Is there a way to get spirv-opt to structurize my IR?
It can’t legalize for you, as without it already being valid, we can’t tell what you intended in the first place. The optimizer is only intended to operate on already-valid code (that passes validity checks).
However I don’t see why the continue construct is disjoint from the loop construct.
It’s from the definition:
a loop construct : includes the blocks dominated by a loop header, while excluding both that header’s continue construct and the blocks dominated by the loop’s merge block
It’s not what you expected, probably. But they are self-consistent definitions.
If there are no loop breaks or returns, then on each iteration of the loop that reaches the backedge, both the loop construct and the continue construct are executed. Pretend that “loop construct” was renamed “first-part-of-loop construct”.
So yes, in spirit “the spec says what it says”, and it’s not what you were expecting.
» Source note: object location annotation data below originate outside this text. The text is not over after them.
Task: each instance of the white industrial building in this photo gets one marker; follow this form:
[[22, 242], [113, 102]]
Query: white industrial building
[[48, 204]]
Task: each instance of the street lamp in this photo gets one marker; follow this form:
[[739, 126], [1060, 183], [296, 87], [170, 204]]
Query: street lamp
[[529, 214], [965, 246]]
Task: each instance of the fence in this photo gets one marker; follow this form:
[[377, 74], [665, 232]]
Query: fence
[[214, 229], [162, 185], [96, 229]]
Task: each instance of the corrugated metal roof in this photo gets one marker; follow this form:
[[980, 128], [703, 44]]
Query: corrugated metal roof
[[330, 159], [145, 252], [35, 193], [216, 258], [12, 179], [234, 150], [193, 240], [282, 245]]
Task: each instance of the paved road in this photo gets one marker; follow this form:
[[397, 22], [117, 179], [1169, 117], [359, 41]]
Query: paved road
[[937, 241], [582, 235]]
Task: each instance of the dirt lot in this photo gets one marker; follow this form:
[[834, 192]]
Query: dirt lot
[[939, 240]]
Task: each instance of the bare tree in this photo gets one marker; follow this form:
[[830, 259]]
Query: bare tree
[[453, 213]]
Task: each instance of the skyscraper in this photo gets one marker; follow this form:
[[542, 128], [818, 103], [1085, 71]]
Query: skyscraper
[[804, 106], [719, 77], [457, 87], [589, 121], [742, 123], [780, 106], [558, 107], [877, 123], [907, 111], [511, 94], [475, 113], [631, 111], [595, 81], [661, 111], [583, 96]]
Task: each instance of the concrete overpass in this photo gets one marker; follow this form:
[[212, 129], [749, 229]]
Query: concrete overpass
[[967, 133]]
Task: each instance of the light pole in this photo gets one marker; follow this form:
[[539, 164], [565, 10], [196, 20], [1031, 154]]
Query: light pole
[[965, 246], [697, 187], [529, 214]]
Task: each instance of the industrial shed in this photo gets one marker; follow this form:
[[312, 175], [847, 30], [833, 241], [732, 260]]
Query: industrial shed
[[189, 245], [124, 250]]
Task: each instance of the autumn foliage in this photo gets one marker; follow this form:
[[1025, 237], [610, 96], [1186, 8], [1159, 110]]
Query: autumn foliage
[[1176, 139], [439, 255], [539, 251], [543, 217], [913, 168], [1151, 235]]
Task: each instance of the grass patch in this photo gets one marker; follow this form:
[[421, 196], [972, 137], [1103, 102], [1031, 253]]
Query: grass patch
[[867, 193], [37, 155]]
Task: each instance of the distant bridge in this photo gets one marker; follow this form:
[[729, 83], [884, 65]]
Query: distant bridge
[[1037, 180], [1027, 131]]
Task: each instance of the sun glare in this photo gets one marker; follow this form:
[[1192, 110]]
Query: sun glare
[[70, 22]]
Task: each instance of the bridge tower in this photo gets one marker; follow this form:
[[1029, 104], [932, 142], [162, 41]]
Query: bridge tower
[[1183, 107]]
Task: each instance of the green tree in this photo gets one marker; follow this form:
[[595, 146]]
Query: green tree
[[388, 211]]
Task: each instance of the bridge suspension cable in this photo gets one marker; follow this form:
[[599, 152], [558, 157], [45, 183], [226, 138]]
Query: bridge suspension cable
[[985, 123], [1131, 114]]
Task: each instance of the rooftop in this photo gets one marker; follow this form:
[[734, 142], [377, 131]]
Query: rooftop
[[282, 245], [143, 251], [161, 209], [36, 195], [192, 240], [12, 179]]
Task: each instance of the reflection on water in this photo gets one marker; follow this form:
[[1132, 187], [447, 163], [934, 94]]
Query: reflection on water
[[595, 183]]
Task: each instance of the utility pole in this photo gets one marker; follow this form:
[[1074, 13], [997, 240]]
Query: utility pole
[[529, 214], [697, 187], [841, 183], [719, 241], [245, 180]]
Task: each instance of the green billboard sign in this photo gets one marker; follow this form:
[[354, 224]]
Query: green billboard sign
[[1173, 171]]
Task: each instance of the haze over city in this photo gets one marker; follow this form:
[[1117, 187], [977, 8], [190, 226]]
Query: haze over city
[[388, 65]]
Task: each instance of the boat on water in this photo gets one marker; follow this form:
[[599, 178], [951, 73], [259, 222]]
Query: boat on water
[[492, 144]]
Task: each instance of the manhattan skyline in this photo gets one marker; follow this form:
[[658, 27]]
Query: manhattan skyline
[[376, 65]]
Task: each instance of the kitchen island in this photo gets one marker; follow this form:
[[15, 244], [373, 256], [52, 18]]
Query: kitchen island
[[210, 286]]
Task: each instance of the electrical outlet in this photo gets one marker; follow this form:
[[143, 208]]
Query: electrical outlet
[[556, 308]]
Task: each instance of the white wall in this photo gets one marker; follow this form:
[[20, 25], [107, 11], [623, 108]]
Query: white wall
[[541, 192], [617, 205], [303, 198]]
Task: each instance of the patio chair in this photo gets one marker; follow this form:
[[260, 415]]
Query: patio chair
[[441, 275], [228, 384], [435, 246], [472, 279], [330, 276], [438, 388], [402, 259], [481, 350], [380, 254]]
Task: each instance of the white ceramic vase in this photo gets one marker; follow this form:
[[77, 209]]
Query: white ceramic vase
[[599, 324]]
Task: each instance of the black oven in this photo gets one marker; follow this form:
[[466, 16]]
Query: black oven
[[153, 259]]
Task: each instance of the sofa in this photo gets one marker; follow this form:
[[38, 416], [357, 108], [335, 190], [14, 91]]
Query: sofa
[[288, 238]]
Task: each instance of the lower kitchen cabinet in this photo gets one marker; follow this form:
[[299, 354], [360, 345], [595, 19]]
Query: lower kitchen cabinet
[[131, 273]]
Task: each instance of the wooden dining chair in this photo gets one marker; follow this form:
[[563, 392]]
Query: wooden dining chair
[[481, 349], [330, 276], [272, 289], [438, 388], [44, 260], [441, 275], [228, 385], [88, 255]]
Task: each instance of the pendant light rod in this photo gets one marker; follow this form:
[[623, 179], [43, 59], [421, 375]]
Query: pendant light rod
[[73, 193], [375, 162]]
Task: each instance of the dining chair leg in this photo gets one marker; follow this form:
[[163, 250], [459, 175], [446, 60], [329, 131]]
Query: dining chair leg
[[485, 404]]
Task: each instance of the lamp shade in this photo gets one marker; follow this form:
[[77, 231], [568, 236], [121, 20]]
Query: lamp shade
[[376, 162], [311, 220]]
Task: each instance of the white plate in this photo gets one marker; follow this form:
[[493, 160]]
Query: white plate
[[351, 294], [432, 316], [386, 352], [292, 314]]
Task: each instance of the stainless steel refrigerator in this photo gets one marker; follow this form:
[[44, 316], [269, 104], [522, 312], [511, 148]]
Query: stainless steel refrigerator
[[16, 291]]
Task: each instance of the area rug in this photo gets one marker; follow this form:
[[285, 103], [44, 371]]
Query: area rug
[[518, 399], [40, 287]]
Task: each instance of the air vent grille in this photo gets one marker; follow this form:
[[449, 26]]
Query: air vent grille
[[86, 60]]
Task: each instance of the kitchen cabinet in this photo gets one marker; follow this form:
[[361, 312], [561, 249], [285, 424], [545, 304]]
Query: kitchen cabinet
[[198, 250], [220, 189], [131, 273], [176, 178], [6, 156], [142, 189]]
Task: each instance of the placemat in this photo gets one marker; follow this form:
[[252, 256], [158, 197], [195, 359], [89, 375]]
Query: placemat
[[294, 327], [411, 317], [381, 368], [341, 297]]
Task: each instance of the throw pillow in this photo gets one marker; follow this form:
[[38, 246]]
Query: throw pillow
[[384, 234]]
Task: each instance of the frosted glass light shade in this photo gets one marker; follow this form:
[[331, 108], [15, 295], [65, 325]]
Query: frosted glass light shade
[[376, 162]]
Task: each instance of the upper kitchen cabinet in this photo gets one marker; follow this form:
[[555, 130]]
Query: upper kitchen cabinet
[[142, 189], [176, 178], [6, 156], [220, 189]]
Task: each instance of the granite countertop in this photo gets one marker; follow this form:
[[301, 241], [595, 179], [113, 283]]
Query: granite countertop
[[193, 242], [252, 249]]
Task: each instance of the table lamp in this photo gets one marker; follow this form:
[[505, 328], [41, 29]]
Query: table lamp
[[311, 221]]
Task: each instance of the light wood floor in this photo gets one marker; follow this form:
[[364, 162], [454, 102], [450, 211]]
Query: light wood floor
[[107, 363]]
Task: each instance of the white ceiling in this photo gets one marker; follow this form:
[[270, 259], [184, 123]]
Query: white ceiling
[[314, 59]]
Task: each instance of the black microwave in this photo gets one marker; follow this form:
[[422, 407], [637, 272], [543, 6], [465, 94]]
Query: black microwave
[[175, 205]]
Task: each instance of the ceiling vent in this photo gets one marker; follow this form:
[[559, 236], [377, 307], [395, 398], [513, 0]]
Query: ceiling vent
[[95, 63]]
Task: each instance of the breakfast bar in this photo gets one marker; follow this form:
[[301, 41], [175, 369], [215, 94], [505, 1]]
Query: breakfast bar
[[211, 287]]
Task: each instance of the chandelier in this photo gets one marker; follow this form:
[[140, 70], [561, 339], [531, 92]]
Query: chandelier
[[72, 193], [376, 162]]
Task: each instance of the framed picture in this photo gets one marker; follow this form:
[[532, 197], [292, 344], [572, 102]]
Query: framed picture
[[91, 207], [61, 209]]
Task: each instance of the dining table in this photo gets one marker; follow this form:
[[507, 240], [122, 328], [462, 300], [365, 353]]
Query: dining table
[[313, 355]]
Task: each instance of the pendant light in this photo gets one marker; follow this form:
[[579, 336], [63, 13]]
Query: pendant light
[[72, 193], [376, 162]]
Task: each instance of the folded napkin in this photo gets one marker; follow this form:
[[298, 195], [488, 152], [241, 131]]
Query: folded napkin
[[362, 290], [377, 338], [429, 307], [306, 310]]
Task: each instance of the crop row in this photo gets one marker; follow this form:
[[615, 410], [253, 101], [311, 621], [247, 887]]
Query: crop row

Here’s another exercise: A single block loop is valid:
%loop_head = OpLabel
OpLoopMerge %merge %loop_head None
OpBranchConditional %cond %loop_head %merge
%merge = OpLabel ....
In this case the “loop construct” is empty (surprise!), and the continue construct consists of the %loop_head block. This fits the definitions.
If I were to just break out the back-edge OpBranch and make that its own block, that would result in valid code? This disjoint aspect seems contrived.
The continue construct can have many blocks in it. The only constraints are that the continue target block dominates the backedge block, and the backedge block post-dominates the continue target.
Why on earth did we do that? Well, it’s so that the definitions continue to work even if the continue construct included a call to a complex (multi-block) function, and some step in a toolchain inlined that function.
That might look contrived, but it’s exceedingly common for shader compilers to fully inline the whole call tree. So SPIR-V needed to be resilient to that pattern, while still capturing the essential structure.
The proximate cause of my invalid code is my simplify-cfg pass.
There you go. LLVM is a CPU compiler, in essence. It doesn’t have to concern itself with uniformity concerns that end up being critical to GPU compilation. There are all manner of challenges when you let LLVM mutate the CFG. You very easily lose essential information. For example, this is why the SPIR-V backend to DXC completely avoids generating LLVM IR.
Lastly, you mentioned reconvergence.
See the example at Introduce Subgroup Operations Extension by mehmetoguzderin · Pull Request #954 · gpuweb/gpuweb · GitHub to see how intuition about reconvergence is often mistaken, particularly when subgroup operations are involved.